I asked my wife about her similar experiences - she mentioned one from several years back. Now, this is tropetastic, because we always talk about “Oh, you just haven’t had XYZ the right way” or “poor quality XYZ” in Cafe Society. So now 20ish years ago, a friend wanted her to try some “good” fish, because she always loathed it (and of course, these days she doesn’t eat meat at all, because she doesn’t like the taste).

So he (a quite good amateur cook) made some lovely handmade tuna nigiri. He has all the right skills, and it was exquisite (should be, since we paid around $40/lb for the fish), so it was quite fresh, well grained, and not at all fishy smelling.

She (being a good sport) tried it. And in her words, while it was absolutely perfect and lovely in terms of texture, smooth and buttery, it still tasted like catfood to her.

[ no harm, more for the two of us ]

But it’s right back to the taste component. Something can be of the highest quality, perfect freshness, and spoken of it hushed tones.
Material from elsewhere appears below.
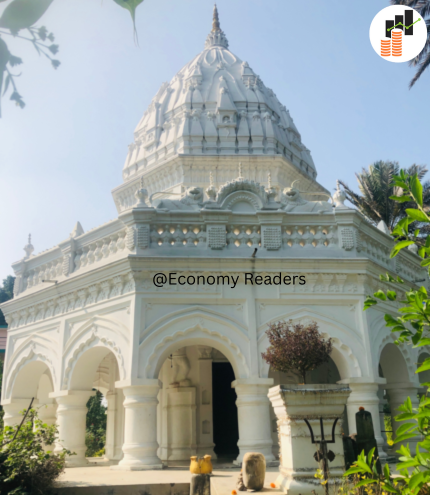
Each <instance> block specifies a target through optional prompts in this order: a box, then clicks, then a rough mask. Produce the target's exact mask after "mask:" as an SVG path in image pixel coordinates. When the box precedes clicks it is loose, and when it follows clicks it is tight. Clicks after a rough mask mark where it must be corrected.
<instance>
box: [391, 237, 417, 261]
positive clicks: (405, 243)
mask: <svg viewBox="0 0 430 495" xmlns="http://www.w3.org/2000/svg"><path fill="white" fill-rule="evenodd" d="M411 244H414V241H400V242H398V243H397V244H396V245H395V246H394V247H393V249H392V251H391V253H390V258H394V257H395V256H397V254H398V253H399V251H400V250H401V249H403V248H405V247H407V246H410V245H411Z"/></svg>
But if it isn’t to your tastes, it’s always going to be a disappointment.

I enjoyed the Head, Hands and Feet album Old Soldiers Never Die so much that I wanted to get ahold of their other recordings.
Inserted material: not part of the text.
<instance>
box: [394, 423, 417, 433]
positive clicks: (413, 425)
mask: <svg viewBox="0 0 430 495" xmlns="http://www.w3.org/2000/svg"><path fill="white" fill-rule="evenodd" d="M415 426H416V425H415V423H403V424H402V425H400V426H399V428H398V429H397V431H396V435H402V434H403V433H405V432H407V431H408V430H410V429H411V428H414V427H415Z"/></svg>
I haunted eBay for months, bidding in auctions for other albums but never succeeding. Finally after long last I acquired two additional albums, which were pedestrian at best.

Very disappointing.

Wait - is that Kürtőskalács? With ice cream?

The first time I became aware of durian, I was visiting Ho Chi Minh City and was passing by an open market. The smell made me honestly wonder if there was an undiscovered dead body nearby. And I was over a hundred feet from the market, never actually saw what was on display.

In spite of that I did try durian, because I was told that the taste was exquisite if you could get past the smell. But it was not. Indeed it was sweet and reminded me of a strawberry custard. So, point in its favor. But its texture was very fibrous/stringy and watery. Strike 1. The fruit itself didn’t have the dead-corpse odor, but it did smell and taste very oniony. Strike 2. Not a fresh onion, either - strike 3. I’m not interested in a “dessert” that tastes like an old, wet, stringy onion, even if it’s a bit sweet.

All these factors are manageable individually, but combined, it just doesn’t work in a fruit that’s supposed to be like a dessert delicacy. That’s my opinion, the Vietnamese feel very differently about it.

I don’t think this is a fair characterization.

If someone comes in and says they always wanted to try anal sex and then when it happened, they didn’t enjoy it much, that’s not going to trigger any kind of mod action.

Get into the raw, gritty Penthouse-like details, and then we’ll intercede. There are better boards for it than this one.